The Olympics: in the best of times, they are a disputed source of economic activity. They attract tourists and international acclaim for a short-term period, at the cost of huge infrastructure investments and operational costs.
But these are anything but the best of times.
Due to the COVID-19 pandemic, significant restrictions have been placed upon this year’s Winter Olympics in Beijing. Most notably, international spectators are not allowed to enter the country. Even some of those who would normally have traveled to work at the games, commentators for example, have been barred from entering the country and are instead providing insight and analysis from afar. With these restrictions comes lost economic activity—no nights spent in hotel rooms, no meals in restaurants, no ticket sales to events, no souvenirs. Estimates during initial planning for the winter games predicted ticket revenues alone to total $118 million, none of which can be realized now.
Athletes, support staff, and journalists who have been allowed to travel to China—as well as Chinese residents who are working at the games—must stay within a “closed loop” system. This system consists of separated transit systems, living spaces, enclosed dining cubicles, and regular COVID testing. It is designed to keep anyone involved with the Olympics isolated from the rest of China, as well as maintain social distancing amongst participants to prevent any COVID transmission. This upholds China’s strict “Zero COVID” initiative at the expense of intercultural (and economic) exchange. Despite these measures, athletes are still testing positive within the Olympic bubble.

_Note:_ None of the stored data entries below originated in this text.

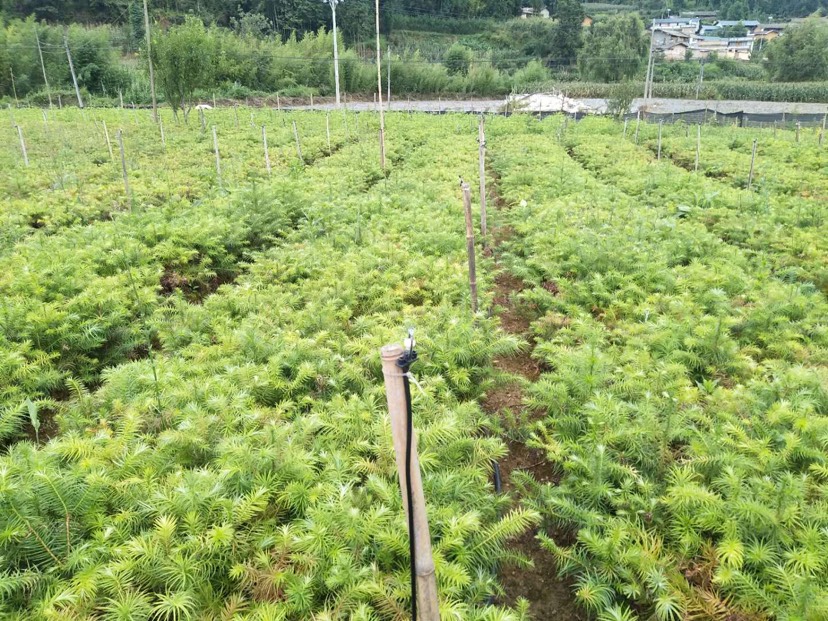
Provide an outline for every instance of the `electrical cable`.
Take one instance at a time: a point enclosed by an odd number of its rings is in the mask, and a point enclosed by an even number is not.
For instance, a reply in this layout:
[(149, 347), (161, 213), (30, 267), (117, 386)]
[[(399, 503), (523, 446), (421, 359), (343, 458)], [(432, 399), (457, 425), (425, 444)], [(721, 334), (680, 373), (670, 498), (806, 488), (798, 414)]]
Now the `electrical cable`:
[(414, 330), (408, 331), (406, 339), (408, 349), (397, 359), (397, 367), (403, 372), (403, 387), (405, 388), (406, 436), (405, 436), (405, 498), (408, 503), (408, 552), (410, 556), (409, 570), (411, 572), (411, 619), (417, 619), (417, 558), (414, 541), (414, 491), (411, 487), (411, 454), (414, 438), (414, 416), (411, 409), (411, 382), (409, 369), (417, 360), (414, 350)]

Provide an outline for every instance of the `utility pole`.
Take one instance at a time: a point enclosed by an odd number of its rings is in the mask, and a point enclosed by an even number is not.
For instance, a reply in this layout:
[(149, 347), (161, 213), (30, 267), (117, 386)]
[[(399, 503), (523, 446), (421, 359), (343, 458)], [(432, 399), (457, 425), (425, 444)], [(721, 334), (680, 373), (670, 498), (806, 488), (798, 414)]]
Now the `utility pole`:
[(323, 0), (327, 2), (331, 7), (331, 19), (333, 21), (333, 44), (334, 44), (334, 82), (336, 83), (336, 107), (339, 108), (339, 46), (337, 43), (337, 33), (336, 33), (336, 5), (339, 4), (342, 0)]
[[(155, 74), (152, 70), (152, 50), (150, 49), (150, 21), (147, 0), (144, 0), (144, 32), (147, 35), (147, 62), (149, 63), (150, 92), (152, 93), (152, 120), (158, 122), (158, 101), (155, 99)], [(215, 108), (215, 102), (213, 102)]]
[(377, 103), (380, 117), (380, 165), (385, 170), (385, 113), (382, 110), (382, 50), (380, 49), (379, 0), (374, 0), (377, 30)]
[(388, 111), (391, 112), (391, 44), (388, 44), (388, 67), (385, 70), (388, 76), (388, 96), (386, 97)]
[(40, 48), (40, 35), (37, 34), (35, 26), (35, 41), (37, 41), (37, 54), (40, 56), (40, 70), (43, 71), (43, 83), (46, 85), (46, 96), (49, 98), (49, 109), (52, 109), (52, 89), (49, 88), (49, 78), (46, 77), (46, 65), (43, 63), (43, 50)]
[(80, 88), (78, 88), (78, 76), (75, 75), (75, 66), (72, 64), (72, 54), (69, 52), (69, 36), (66, 34), (65, 28), (63, 30), (63, 46), (66, 48), (66, 58), (69, 59), (69, 72), (72, 74), (72, 83), (75, 85), (78, 107), (83, 109), (83, 99), (81, 99)]
[(696, 84), (696, 99), (698, 99), (699, 95), (701, 94), (701, 87), (702, 87), (703, 82), (704, 82), (704, 59), (702, 58), (702, 60), (699, 64), (699, 81)]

While there are major restrictions that affect the economic benefits of this year’s Winter Olympics, there are a few ways that costs have been (somewhat) reduced as well. Since Beijing hosted the 2008 Summer Olympics, they have been able to reuse some of the city’s existing infrastructure. For example, the opening ceremonies were held in the Bird’s Nest, and 2008’s “Water Cube” has been frozen into the “Ice Cube” for curling events. However, other large-scale infrastructure specific to the games had to be constructed—for instance, to produce snow for alpine events in otherwise arid mountains.
Although China submitted its bid for this year’s Olympics long before the start of the pandemic, the current realities with COVID-19 have significantly altered this year’s competition and experience. With such restrictive health and safety protocols, the games are unique, even for a quadrennial event featuring the world’s best athletes pushing boundaries of what is humanly possible. While the “closed loop” Olympic experience means that any of the immediate economic boost from the games is extremely limited, competing athletes will still have the opportunity to gain international recognition and create priceless memories that will last far beyond the pandemic.